17. Ora, o que o atual Executivo federal está fazendo é o contrário de
tudo isso, apoiado pelo Congresso, sempre entreguista. Não só mantêm-se as
privatizações e as concessões, que já haviam deteriorado a qualidade e
encarecido os preços da eletricidade e das telecomunicações, como se ampliam os
privilégios dos grupos que os exploram. Além disso, o Estado prossegue fugindo
a seus deveres, ao entregar novas áreas, como aeroportos, portos e ferrovias.

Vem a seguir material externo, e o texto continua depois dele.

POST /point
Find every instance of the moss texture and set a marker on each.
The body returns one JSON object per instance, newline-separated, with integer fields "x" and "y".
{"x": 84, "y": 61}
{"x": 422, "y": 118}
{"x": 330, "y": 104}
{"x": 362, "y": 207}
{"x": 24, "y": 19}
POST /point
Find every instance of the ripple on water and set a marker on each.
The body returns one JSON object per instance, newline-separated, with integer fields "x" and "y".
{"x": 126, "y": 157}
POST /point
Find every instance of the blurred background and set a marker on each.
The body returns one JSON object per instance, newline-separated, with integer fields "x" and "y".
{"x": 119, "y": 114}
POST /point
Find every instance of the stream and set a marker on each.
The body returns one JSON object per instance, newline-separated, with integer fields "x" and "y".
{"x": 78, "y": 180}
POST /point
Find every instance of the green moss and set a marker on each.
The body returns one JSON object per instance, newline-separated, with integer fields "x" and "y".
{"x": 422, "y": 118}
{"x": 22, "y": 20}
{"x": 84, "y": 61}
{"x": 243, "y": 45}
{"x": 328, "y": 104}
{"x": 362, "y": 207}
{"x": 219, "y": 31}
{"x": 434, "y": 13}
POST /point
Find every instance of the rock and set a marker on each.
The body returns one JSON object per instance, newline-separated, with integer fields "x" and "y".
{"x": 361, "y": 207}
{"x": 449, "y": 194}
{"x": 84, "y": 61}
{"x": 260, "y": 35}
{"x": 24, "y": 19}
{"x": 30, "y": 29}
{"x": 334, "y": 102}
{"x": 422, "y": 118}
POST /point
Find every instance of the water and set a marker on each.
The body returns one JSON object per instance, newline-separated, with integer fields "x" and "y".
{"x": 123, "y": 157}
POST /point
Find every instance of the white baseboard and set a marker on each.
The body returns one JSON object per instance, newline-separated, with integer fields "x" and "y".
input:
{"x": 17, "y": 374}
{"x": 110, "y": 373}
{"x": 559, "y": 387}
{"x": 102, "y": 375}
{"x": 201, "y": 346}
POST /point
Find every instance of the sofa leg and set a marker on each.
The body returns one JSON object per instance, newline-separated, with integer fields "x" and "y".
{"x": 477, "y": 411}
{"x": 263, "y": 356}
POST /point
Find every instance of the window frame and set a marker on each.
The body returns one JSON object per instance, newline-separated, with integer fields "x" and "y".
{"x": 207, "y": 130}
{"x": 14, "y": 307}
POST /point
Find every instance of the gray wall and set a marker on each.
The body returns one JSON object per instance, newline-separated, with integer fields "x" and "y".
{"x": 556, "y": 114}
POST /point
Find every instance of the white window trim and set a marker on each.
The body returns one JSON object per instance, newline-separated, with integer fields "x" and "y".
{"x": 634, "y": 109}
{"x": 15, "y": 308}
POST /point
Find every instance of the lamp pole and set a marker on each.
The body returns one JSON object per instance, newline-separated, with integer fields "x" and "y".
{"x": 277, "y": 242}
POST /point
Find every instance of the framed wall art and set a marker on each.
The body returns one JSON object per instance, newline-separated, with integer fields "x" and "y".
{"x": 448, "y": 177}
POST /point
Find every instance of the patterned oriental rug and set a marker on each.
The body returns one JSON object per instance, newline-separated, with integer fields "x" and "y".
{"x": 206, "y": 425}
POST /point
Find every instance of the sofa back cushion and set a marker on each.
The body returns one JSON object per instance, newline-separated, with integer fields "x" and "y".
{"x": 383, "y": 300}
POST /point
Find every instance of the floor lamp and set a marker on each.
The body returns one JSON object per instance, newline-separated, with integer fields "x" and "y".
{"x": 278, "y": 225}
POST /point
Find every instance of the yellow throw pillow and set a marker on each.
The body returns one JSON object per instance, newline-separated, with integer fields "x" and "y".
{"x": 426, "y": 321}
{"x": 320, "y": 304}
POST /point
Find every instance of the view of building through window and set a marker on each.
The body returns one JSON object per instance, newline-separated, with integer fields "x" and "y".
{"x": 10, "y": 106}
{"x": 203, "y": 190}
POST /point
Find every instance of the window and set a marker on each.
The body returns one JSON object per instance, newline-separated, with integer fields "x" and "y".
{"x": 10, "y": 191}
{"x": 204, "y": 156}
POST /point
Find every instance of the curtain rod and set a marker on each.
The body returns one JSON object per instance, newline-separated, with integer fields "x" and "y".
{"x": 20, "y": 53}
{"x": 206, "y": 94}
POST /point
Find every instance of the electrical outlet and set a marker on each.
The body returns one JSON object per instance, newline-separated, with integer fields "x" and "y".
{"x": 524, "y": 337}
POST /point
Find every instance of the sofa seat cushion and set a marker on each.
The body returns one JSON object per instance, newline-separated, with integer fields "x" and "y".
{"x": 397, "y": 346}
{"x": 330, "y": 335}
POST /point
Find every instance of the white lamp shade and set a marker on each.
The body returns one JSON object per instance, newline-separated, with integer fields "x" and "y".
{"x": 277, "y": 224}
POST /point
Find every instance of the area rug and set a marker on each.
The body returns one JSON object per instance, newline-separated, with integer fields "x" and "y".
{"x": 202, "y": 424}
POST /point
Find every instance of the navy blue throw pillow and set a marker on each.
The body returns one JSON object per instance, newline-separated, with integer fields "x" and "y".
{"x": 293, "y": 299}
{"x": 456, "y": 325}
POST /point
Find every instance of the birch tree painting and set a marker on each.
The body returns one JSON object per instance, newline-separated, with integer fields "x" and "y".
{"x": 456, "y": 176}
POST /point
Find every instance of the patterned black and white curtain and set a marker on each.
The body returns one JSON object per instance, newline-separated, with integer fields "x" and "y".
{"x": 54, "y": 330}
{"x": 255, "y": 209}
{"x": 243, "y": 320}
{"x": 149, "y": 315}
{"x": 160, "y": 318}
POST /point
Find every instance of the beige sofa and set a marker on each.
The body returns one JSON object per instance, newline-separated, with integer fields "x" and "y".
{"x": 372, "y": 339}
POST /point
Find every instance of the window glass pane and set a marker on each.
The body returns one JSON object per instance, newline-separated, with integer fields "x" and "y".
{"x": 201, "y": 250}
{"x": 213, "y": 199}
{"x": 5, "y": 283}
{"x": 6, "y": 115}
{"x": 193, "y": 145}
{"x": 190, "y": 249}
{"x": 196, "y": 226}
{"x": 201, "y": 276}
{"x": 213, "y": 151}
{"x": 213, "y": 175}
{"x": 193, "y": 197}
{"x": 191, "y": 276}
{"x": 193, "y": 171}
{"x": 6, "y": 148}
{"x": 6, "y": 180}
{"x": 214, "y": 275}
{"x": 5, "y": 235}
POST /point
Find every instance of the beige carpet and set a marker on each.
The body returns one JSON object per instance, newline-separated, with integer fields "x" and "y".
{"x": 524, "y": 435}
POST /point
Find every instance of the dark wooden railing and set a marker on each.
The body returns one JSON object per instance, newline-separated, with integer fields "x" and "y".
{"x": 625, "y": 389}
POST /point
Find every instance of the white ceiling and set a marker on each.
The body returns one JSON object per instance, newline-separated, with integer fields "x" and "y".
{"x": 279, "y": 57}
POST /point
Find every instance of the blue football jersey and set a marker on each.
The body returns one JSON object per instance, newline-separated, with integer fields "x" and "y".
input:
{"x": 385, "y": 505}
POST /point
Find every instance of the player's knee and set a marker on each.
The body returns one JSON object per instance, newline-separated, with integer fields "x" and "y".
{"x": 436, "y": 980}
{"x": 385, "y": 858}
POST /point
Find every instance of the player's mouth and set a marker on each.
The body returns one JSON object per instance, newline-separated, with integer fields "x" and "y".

18. O modelo é outorgar a exploração dos serviços, oferecendo dinheiro
público e financiamento, a juros mínimos, por bancos estatais, e garantir lucro
elevado e sem risco aos beneficiários.
19. Em requinte privatista, regado a dinheiro dos contribuintes, o
governo planeja que o Tesouro e o BNDES repassem recursos aos bancos privados
para emprestarem aos concessionários dos novos serviços privatizados.
20. Ou seja: mais negócios para os bancos lucrarem com dinheiro que não
lhes pertence, acrescendo aos colossais fundos que já lhes são providos pelos
depositantes (em dezembro, o governo reduziu em mais R$ 15 bilhões, os
depósitos compulsórios dos bancos no Banco Central).
21. Lucro sem comparação em todo o mundo para grupos privados - garantido
e sem risco - tudo bancado pelo Estado – é como o governo pretende promover o
crescimento dos investimentos em infra-estrutura.
22. “Pretendem” diminuir o famigerado
“custo Brasil”,melhorando a competitividade da economia. Mas não atentam para:
a) custos artificialmente elevados
pela contabilidade dos oligopólios;
b) o kafkiano e abstruso método usado
para que as distribuidoras (privatizadas) da energia fiquem com o grosso dos
ganhos decorrentes de preços altíssimos, sem nada terem investido na geração e
na transmissão;
c) as restrições impostas por IBAMA,
FUNAI, organizações estrangeiras e ONGs, e ministérios públicos federal e
estaduais, a que hidrelétricas sejam construídas com integral aproveitamento do
potencial hídrico;
d) a supressão das eclusas, cuja
falta deixa de criar vias fluviais navegáveis, num País em que a
infra-estrutura de transportes não poderia ser mais horrorosa;
e) a falta de adequados procedimentos
de controle dos custos das obras e de concorrência que viabilize a participação
de empresas de capital nacional de menor porte.
23. Por fim, não se consegue tornar o
Brasil competitivo aplicando vultosos recursos em pesquisa científica e
tecnológica (previstos R$ 32,9 bilhões em 2013/2014), apregoando grande salto
na inovação, porque esse dinheiro é dissipado enquanto não houver condições
para que empreendimentos de capital nacional vinguem no mercado.